Wat ze had willen doen of wat d’r allemaal binnen was gebeurd — daar kan ik alleen maar naar gissen. Feit is dat de vrouw duidelijk onbedoeld ’t postagentschap uitkwam met ’n pakje.
Ze was met de fiets. Aan de bagagedrager hingen al twee volle boodschappentassen en ook ’t mandje aan ’t stuur was al helemaal volgestouwd.
De vrouw had er de pé over in. Ze legde ’t pakje achterop de fiets. ’t Wankelde en dreigde te vallen. Maar ’t viel niet. De vrouw wiebelde wat met de fiets, ’t pakje wankelde nog meer — maar bleef liggen.
[Uiteindelijk besloot de vrouw met één hand op ’t pakje en ’t andere aan ’t stuur te gaan lopen. Ze vloekte niet, o nee. Nog niet, tenminste.]
Ze was zich vast ook niet bewust van het feit dat ze de volgende dag met d’r kont op internet zou staan.

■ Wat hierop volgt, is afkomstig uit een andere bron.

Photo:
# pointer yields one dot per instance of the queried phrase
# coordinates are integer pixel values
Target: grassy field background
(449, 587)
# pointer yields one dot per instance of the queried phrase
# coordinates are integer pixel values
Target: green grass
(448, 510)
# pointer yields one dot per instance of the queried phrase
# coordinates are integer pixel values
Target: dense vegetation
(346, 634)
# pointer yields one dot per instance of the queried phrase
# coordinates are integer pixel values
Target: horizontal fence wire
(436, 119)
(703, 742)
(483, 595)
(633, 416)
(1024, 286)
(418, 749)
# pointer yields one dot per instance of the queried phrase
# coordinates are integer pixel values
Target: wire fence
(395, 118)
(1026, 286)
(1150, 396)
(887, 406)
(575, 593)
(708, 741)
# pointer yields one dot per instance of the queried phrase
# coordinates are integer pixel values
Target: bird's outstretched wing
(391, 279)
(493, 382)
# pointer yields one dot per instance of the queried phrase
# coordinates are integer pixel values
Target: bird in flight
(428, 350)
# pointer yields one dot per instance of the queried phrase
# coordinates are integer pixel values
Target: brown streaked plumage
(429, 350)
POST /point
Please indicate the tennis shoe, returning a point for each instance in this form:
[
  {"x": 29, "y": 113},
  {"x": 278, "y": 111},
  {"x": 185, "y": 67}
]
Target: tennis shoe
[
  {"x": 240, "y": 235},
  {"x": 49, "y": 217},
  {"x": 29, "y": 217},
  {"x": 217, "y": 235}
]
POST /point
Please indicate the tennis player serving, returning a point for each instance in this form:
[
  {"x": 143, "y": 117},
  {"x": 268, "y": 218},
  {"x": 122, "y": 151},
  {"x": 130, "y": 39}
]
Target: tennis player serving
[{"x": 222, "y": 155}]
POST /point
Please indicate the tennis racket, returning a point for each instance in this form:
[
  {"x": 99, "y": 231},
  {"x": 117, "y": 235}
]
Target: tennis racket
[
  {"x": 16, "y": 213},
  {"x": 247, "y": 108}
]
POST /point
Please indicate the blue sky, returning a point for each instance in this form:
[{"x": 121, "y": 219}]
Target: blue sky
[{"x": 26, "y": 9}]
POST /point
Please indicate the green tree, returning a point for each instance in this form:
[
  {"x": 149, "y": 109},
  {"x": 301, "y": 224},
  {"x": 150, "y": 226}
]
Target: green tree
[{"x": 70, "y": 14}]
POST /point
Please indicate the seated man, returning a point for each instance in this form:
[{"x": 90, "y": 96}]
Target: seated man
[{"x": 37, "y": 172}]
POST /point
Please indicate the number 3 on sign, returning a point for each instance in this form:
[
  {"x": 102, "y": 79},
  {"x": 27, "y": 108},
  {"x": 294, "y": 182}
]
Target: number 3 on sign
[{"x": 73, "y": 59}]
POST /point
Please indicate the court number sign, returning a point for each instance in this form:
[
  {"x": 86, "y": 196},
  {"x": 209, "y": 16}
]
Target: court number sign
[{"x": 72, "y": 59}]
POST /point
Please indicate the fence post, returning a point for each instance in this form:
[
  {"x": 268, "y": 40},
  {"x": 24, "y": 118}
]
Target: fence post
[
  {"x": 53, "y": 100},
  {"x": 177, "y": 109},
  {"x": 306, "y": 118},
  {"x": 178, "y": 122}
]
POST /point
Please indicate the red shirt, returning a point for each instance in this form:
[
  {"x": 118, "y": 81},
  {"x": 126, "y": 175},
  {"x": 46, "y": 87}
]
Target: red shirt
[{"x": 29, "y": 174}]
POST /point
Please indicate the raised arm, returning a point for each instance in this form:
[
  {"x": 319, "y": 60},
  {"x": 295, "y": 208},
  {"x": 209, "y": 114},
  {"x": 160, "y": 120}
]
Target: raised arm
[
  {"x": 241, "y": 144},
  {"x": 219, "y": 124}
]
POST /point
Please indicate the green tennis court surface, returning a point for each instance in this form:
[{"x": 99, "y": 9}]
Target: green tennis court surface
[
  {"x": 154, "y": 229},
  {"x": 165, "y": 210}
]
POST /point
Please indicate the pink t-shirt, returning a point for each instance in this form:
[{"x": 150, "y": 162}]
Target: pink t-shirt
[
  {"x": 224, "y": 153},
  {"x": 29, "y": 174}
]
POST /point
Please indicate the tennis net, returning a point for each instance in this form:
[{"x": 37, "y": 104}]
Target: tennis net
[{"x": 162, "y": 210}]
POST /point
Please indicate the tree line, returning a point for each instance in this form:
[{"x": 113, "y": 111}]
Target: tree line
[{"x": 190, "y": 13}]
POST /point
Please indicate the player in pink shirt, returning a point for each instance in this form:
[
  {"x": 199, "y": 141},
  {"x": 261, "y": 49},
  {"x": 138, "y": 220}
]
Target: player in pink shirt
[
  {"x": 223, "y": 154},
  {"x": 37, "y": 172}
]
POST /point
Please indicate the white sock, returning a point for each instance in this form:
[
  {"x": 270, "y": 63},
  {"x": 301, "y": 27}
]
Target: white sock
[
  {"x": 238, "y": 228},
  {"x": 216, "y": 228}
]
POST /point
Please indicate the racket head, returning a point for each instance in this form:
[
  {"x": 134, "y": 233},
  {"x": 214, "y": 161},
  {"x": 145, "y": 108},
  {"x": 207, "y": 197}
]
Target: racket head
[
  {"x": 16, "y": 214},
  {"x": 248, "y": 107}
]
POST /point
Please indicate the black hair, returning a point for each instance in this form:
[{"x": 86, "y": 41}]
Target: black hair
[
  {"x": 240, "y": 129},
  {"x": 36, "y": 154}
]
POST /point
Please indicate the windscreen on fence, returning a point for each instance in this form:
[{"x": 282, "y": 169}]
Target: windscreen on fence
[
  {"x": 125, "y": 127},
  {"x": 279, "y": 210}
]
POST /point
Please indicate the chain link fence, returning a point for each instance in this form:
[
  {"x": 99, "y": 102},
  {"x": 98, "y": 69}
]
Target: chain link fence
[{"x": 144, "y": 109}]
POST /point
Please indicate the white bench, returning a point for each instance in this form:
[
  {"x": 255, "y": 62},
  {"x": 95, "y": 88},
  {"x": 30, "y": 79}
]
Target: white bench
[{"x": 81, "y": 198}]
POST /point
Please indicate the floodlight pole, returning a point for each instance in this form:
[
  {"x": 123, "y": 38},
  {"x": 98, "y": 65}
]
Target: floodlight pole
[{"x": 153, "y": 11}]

{Mowl: ’t is gelukkig geen herkenbare kont.}
het brengt nogal wat teweeg he’?…internet
{Mowl: ik kon ’t niet goed zien.}
Soms willen we te veel.
{Mowl: je hebt ’n beknopte wijsheid.}
Anders dan wij mannen zijn vrouwen in staat meerdere dingen tegelijk onderhanden te hebben. Dat heet doelmatigheid. Als er dan af en toe iets niet helemaal gaat zoals gepland, moeten ze natuurlijk toch een uitweg vinden. En ondanks (of wellicht dankzij) haar gemoedstoestand is dat deze dame blijkbaar gelukt. Soms is zijzelf gewoon teveel op haar eigen fiets … dan maar lopen! Clever! Zie je dat een man al doen?